# SVM convex optimisation - What is the role of duality

Consider the support vector classifier problem with slack variables $$\xi_i$$. In a reference book (Elements of Statistical Learning, Hastie et al) I am using, the authors first introduced the convex optimisation problem, which is then converted into Lagrangian primal form.
Then the primal form is taken derivative wrt $$\beta, \beta_0, \xi_i$$ and each set to zero, yielding 3 results, in particular $$\hat{\beta}$$ has the form $$\sum_i \hat{\alpha}_i y_i x_i$$.
Further on the 3 results are substituted into the primal form. Rearranging it becomes the dual function. In the dual function only the Lagrangian multipliers $$\alpha_i$$ (introduced in the primal form) are the parameters to solve for.

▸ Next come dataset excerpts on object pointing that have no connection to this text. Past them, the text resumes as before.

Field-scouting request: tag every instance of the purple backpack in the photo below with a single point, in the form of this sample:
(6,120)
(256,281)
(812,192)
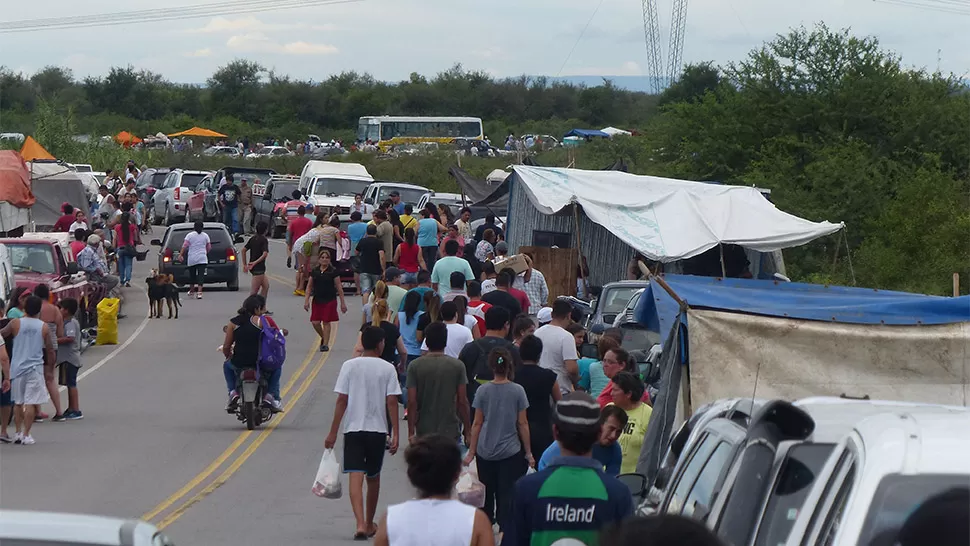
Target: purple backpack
(272,346)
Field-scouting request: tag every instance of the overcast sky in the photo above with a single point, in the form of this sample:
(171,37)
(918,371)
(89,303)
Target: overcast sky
(392,38)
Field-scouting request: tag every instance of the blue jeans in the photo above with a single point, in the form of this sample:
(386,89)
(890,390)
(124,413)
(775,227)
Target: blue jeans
(125,261)
(231,219)
(272,378)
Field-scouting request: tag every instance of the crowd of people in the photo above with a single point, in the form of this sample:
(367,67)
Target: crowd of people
(480,357)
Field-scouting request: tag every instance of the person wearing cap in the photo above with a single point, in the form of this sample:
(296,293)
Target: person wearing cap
(571,498)
(90,261)
(396,203)
(533,283)
(544,316)
(395,293)
(501,249)
(442,270)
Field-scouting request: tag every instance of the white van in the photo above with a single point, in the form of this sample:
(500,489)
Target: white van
(331,185)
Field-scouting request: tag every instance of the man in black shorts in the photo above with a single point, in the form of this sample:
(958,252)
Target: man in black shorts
(255,263)
(366,386)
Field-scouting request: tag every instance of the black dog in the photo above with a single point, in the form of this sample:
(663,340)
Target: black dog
(161,289)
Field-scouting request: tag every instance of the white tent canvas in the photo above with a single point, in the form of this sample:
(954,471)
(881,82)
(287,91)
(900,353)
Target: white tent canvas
(668,219)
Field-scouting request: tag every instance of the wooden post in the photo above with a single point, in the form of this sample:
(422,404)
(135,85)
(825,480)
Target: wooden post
(720,248)
(579,251)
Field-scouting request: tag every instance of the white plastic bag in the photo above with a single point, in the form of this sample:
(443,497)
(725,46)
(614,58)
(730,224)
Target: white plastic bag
(327,483)
(468,489)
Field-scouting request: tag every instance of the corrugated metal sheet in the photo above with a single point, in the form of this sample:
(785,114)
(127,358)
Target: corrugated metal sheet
(607,256)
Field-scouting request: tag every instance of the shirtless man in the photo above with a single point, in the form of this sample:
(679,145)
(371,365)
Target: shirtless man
(51,315)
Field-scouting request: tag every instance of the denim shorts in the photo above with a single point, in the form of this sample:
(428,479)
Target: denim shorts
(367,282)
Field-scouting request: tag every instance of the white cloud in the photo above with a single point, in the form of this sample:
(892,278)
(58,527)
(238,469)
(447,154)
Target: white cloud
(257,42)
(205,52)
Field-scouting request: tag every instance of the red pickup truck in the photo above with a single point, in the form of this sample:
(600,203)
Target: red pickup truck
(46,258)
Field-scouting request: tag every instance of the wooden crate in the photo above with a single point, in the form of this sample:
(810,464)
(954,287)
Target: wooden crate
(558,266)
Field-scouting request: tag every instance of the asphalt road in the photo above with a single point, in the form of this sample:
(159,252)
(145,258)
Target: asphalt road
(157,444)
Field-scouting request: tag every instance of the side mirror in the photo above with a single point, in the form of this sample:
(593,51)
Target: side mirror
(636,482)
(589,350)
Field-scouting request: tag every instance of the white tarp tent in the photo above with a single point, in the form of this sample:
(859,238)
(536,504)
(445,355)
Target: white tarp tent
(667,219)
(613,131)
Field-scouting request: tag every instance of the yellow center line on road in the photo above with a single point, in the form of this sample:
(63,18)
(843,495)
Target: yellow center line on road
(222,458)
(244,456)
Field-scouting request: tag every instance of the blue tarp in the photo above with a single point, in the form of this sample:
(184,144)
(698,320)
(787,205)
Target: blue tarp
(587,133)
(658,311)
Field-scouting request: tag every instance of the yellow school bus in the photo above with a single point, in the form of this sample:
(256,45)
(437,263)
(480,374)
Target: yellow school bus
(387,131)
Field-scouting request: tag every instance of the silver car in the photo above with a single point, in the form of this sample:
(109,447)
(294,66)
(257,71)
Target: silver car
(170,203)
(21,528)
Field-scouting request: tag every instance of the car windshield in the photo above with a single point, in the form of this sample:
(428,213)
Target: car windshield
(338,186)
(638,338)
(191,181)
(284,190)
(795,479)
(616,299)
(31,258)
(217,236)
(251,177)
(898,497)
(408,195)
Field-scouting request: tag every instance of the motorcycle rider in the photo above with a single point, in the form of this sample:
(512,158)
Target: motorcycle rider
(241,349)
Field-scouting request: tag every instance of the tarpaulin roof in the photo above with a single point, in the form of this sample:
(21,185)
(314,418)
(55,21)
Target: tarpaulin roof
(658,311)
(587,133)
(666,219)
(32,151)
(55,184)
(199,132)
(15,180)
(481,192)
(127,139)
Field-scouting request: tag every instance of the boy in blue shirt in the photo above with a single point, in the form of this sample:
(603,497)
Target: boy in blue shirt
(607,451)
(69,357)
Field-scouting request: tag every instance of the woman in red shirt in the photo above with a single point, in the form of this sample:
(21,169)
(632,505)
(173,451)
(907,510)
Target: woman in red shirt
(126,237)
(409,258)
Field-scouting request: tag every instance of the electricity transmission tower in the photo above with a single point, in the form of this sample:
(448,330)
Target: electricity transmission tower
(652,36)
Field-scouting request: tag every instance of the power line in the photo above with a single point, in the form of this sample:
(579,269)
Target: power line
(561,68)
(164,14)
(931,5)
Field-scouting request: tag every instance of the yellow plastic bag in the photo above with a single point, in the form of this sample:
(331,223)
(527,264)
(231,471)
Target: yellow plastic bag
(108,321)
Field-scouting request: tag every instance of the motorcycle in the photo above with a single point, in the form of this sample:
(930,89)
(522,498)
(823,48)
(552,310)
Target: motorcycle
(252,407)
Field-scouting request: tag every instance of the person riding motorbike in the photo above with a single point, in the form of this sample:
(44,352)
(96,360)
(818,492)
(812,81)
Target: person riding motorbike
(241,349)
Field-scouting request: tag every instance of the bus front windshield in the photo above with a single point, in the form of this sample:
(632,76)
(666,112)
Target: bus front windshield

While I understand the solution is both primal and dual optimal if the KKT conditions are satisfied, I do not understand the purpose of introducing and solving the dual function, when the form of $$\hat{\beta}$$ is easily computed from the primal form. Could it be that it is more efficient to solve the dual problem for $$\alpha_i$$ in software?
In short I would like to know the motivation for finding the hyperplane solution that is both primal and dual optimal, thereby introducing both the primal and dual forms in the book.

This is the standard SVC problem solved by duality, so forgive me for not providing the mathematical details.